A post from Bernadette
Digital tools can promote collaborative and social learning opportunities, enhance literacy development and extend the boundaries of the classroom. Digital tools can be used in ways that support receptive, expressive and generative processes. This coming semester I want to explore, with my teacher candidate students, the possibilities presented by a range of digital tools. In this post I will explore the possibilities presented by Voicethread and Thinglink
Voicethread for educators (http://ed.voicethread.com/#home ) provides an interactive online forum for conversations and student collaboration. Voice threads are collaborative multimedia slide shows which integrate images, documents, and sound files. A voicethread workshop, with easy to follow instructions of how to create a voice thread, can be found here or you can view online tutorials.
Voice threads allow for anytime, anywhere conversations, and allow participants to annotate and comment asynchronously in five different ways: using voice (via a microphone), text (using a keyboard), audio file, video (with a web cam) or annotation through doodling. Participants click on ‘Record’ or ‘Type’ to add a comment which then appears around the border of the image, slide or video. Teachers can create free education accounts for their students. Participant identities are represented through images or avatars (created in for example, Doppelme.com) which are added to the accounts. The interplay of multimedia and commentary are essential parts of the process and encourage student response. Students can respond through for example, asking questions; offering opinions; or making text-to-self, text-to-text or text-to-topic connections.
At voicethread4education wiki (http://voicethread4education.wikispaces.com /) you can view 26 different ways to use Voicethread for language arts and the content areas in the classroom.
Here are some of my favorites for language arts from the list:
#1 A mystery scene: What is happening and what might have caused it? What vocabulary can be used to describe the scene?
#5 Video : view, comment on and review a short video. For example, comment one of the vocabulary videos produced by the class group.
#7 Novel: comment on a character or protagonist from a novel.
#10 Inferencing: what were they thinking? Providing an image from the creative commons on Flickr and asking students to comment. Great for developing inferencing and reinforcing vocabulary.
#14 Digital Portfolio: Students could create a digital portfolio using images video and text.
Thinglink (http://www.thinglink.com/ ) is a digital tool that allows students to explore topics through collaborative discussions.

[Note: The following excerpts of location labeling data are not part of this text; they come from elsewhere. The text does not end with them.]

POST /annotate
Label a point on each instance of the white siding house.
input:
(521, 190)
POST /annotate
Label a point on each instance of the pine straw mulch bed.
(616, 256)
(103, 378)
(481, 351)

Students can insert interactive links to tag an image by adding pop up multimedia hot spots. Hotspots can link to music, audio files, video, descriptions, definitions or quotations.
Thinglink Hot Spots for the target word Perseverance include a dictionary definition, a quotation using the word and a short video showing how people from a range of backgrounds (e.g. sports, music, politicians) persevered against the odds. You could also add examples for the target word used in a context, an audio file for pronunciation (great for English Language Learners), or a vocabulary video to illustrate usage ( Bridget previously blogged about vocabulary videos on Literacy Beat ).
A photo collage created in Photovisi (http://www.photovisi.com /) could be created by groups of students to tag each image with a pop up of descriptive adjectives, synonyms or antonyms. Further information on Thinglink can be found on Donna Baumbach’s list of ways to use Thinglink in the classroom on Google docs or alternatively you can visit Pininterest to view how teachers have used Thinglink in the classroom here
So in the dying embers of your summer vacation do take time to mess around, play with and explore the possibilities presented by these digital tools to enhance literacy development in your classroom. Happy exploring! Good luck with the new semester!